Cubans close a road in Villa Clara in protest against the lack of water

Cubans close a road in Villa Clara in protest against the lack of water
Cubans close a road in Villa Clara in protest against the lack of water

After more than two months without drinking water, the residents of the Villa Clara town of Ecoa 13, on the road to Camajuaní in Santa Clara, closed the avenue in protest against the negligence of the authorities and demanded the restoration of service.

The protesters confirmed that they have been without the liquid for more than two months, so they took to the street to close traffic shouting “we want water.”

Women and children placed several empty plastic tanks in the middle of the street to obstruct vehicular traffic.

After the protest, the regime sent three water pipes to calm things down.
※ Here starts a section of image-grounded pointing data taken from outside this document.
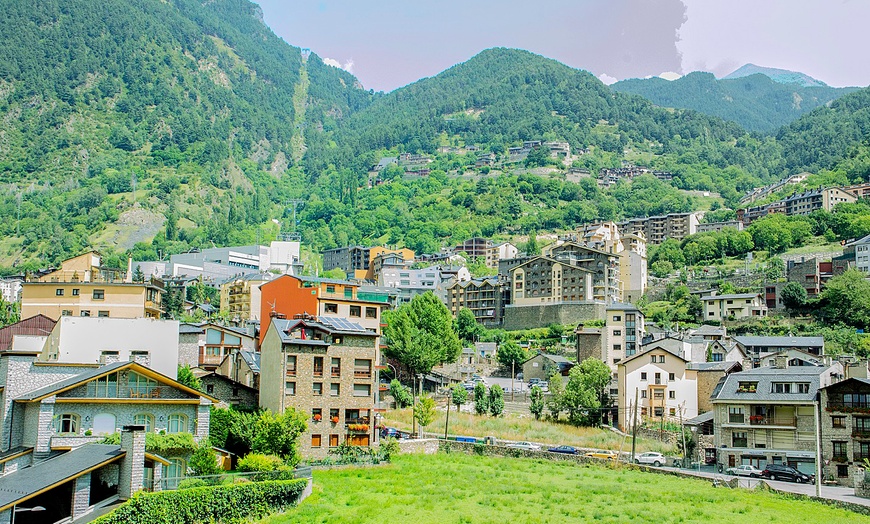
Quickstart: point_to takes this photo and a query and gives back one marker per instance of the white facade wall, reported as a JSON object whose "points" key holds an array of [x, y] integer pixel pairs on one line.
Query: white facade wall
{"points": [[82, 340]]}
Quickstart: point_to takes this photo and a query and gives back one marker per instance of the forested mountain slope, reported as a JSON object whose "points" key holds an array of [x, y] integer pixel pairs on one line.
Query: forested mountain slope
{"points": [[756, 102], [189, 99]]}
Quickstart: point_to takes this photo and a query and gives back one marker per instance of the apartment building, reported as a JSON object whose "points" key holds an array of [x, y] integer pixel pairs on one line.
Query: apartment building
{"points": [[485, 297], [765, 415], [290, 295], [325, 368], [845, 423], [83, 287], [658, 228], [240, 297], [817, 199], [733, 307], [665, 387]]}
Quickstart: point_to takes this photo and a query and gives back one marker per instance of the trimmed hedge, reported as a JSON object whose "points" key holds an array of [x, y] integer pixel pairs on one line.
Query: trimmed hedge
{"points": [[226, 504]]}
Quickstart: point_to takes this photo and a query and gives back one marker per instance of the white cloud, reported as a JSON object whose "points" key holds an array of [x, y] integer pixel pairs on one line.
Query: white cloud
{"points": [[607, 79]]}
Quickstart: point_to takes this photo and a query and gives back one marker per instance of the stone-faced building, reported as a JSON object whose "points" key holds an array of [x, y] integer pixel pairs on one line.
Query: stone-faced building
{"points": [[325, 368], [845, 421], [766, 415], [49, 412]]}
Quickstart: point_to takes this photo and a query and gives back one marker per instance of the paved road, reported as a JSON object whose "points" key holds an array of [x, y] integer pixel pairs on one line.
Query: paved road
{"points": [[828, 492]]}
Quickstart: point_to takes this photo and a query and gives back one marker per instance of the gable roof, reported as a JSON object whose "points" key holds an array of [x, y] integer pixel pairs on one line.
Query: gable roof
{"points": [[29, 482], [38, 325], [91, 374], [651, 349]]}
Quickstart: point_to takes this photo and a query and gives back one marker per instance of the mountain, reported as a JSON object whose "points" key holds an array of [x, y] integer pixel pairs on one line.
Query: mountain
{"points": [[197, 106], [756, 102], [782, 76]]}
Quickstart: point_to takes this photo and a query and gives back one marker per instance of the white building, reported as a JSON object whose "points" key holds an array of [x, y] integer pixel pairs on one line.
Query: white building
{"points": [[662, 383], [100, 340]]}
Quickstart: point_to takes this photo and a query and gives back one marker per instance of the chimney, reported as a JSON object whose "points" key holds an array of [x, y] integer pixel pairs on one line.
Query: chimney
{"points": [[132, 477], [128, 278], [780, 361]]}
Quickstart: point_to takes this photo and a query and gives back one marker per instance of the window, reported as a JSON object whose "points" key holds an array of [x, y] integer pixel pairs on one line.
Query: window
{"points": [[177, 423], [780, 387], [839, 451], [362, 390], [144, 419], [67, 423]]}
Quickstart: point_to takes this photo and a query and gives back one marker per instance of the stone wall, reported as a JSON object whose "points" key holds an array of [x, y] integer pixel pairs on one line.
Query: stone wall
{"points": [[534, 316]]}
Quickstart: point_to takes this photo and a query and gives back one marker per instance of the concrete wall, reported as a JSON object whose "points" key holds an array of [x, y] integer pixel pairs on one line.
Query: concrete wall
{"points": [[534, 316]]}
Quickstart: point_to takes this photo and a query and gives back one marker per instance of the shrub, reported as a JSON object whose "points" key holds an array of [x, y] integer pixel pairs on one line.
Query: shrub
{"points": [[192, 483], [259, 462], [235, 503]]}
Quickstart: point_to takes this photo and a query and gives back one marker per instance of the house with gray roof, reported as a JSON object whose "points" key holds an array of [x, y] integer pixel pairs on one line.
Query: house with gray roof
{"points": [[766, 415]]}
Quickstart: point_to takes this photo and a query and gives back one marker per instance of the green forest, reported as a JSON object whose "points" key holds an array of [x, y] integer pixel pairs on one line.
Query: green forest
{"points": [[149, 128]]}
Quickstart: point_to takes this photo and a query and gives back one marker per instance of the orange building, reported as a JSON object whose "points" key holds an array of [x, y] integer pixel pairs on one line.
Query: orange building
{"points": [[290, 295]]}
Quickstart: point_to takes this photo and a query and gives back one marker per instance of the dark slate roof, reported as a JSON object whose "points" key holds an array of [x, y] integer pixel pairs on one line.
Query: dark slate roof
{"points": [[39, 325], [28, 482], [780, 341], [72, 381], [252, 358], [713, 366], [765, 376]]}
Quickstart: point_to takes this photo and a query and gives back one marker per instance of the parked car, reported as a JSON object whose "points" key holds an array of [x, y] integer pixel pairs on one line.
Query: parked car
{"points": [[528, 446], [783, 472], [606, 455], [656, 459], [746, 470], [568, 450]]}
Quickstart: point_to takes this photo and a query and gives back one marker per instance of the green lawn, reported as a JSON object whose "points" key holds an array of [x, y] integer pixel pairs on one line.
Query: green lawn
{"points": [[457, 488]]}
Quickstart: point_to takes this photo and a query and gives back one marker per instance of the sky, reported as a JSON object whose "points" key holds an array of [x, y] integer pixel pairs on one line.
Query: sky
{"points": [[387, 44]]}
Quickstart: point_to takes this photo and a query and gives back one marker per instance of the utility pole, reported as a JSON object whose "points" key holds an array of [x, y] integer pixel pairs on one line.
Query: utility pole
{"points": [[634, 424]]}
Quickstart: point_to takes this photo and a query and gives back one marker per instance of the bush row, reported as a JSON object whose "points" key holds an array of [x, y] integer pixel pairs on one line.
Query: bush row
{"points": [[225, 504]]}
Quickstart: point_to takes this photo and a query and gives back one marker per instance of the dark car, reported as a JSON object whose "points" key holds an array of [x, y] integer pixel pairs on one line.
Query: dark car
{"points": [[782, 472]]}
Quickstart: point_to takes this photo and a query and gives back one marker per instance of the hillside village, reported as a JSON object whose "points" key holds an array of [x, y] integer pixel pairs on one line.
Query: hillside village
{"points": [[153, 349]]}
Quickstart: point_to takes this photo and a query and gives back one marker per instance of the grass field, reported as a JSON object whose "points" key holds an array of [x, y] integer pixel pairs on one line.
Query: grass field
{"points": [[513, 427], [456, 488]]}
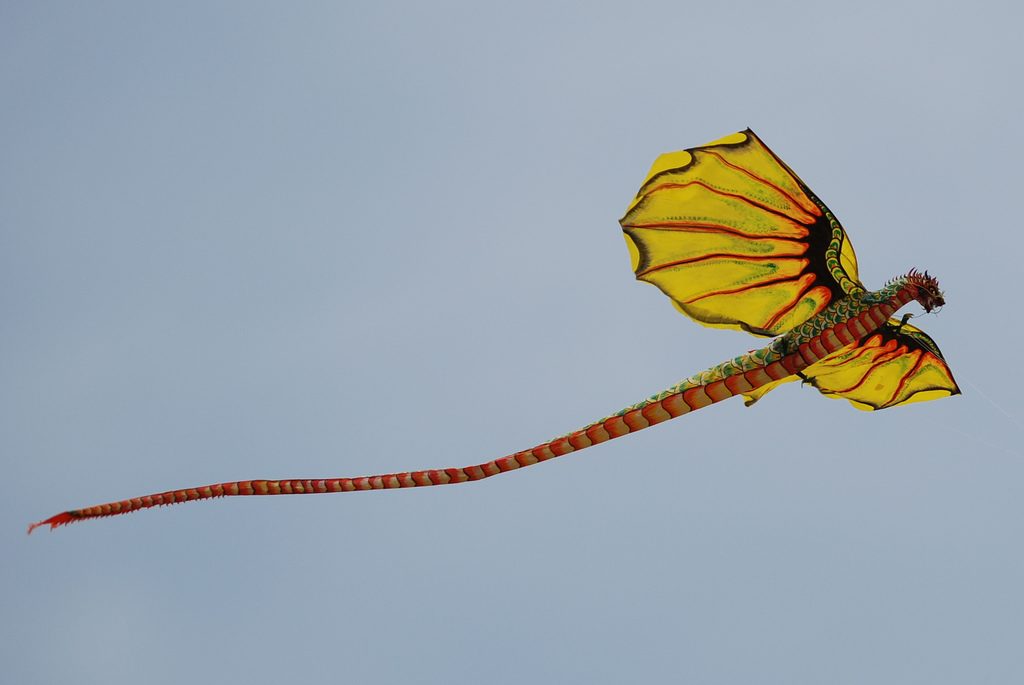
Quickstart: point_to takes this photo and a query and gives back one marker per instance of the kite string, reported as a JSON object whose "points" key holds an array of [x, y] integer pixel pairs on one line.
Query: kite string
{"points": [[1005, 413], [975, 437]]}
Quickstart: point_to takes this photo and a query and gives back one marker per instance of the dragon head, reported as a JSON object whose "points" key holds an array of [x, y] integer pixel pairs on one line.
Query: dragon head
{"points": [[925, 289]]}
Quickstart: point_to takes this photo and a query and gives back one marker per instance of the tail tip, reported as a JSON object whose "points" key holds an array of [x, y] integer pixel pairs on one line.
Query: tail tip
{"points": [[53, 521]]}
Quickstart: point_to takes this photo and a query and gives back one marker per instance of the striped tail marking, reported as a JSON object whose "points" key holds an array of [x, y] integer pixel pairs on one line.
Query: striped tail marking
{"points": [[683, 398], [729, 379]]}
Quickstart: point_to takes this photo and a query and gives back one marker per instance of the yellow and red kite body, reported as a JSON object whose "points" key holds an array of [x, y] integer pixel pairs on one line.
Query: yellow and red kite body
{"points": [[733, 237]]}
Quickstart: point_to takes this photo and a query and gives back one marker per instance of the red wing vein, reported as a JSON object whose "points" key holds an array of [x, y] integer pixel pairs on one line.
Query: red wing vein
{"points": [[762, 180], [722, 255]]}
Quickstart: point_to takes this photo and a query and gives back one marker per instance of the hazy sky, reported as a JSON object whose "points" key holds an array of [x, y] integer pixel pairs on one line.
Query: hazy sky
{"points": [[301, 240]]}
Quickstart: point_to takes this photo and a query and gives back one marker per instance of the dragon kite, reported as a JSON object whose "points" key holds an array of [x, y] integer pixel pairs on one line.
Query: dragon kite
{"points": [[737, 241]]}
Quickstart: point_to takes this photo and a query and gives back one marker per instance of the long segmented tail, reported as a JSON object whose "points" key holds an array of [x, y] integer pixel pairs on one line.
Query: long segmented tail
{"points": [[843, 324], [726, 380]]}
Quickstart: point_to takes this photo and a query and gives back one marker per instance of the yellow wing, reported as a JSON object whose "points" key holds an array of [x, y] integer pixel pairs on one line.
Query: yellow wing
{"points": [[897, 365], [736, 240]]}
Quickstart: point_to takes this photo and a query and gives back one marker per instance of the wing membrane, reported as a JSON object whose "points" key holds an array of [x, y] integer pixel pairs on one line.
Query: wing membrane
{"points": [[897, 365], [736, 240]]}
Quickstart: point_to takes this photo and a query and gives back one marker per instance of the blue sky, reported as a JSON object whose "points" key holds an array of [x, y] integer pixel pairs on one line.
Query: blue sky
{"points": [[268, 241]]}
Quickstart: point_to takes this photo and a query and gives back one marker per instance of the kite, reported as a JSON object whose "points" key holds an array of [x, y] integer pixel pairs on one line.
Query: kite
{"points": [[735, 240]]}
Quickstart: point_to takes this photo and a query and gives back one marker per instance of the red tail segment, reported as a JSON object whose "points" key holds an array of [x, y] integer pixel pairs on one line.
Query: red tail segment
{"points": [[648, 413]]}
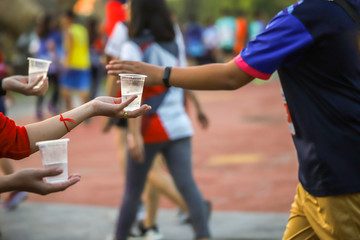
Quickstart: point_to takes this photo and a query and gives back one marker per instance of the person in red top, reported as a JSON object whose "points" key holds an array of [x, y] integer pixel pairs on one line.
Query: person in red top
{"points": [[17, 142]]}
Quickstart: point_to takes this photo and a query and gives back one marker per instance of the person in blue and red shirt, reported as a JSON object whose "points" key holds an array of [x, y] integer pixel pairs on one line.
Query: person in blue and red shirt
{"points": [[314, 46]]}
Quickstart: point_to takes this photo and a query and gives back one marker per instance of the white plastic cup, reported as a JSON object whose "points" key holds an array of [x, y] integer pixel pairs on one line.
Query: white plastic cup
{"points": [[38, 68], [54, 154], [132, 84]]}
Internet user Amelia Leon Pacheco, a resident of that town, stated that the demonstration occurred because the discontent is widespread. “It is unsustainable to have a population without water for so many days. There is no justification… there was a solution immediately and the council delegate knew it because I myself called him to attention; a timely intervention would have prevented that,” she said.

A witness confirmed to the independent media Cuban Diary that “people have been carrying water along the road with those cubes for weeks.”

More than 60% of Cubans live without a stable supply of drinking water and 80% suffer from electricity outages in their homes, according to a survey by the Observatory of Social Rights in Cuba last year.

In that context the protests over water shortage and power outages have become increasingly frequent.

Last year, more than a dozen Cuban women, many of them accompanied by their children, closed the intersection of Monte and Agramonte streets in Old Havana in protest against the prolonged water shortage in that Havana municipality.

The regime blames the crisis in the supply of liquid on the poor condition of the pipes and the lack of maintenance, since the equipment that pumps water, at least in the capital, has not received maintenance or been replaced for more than 20 years.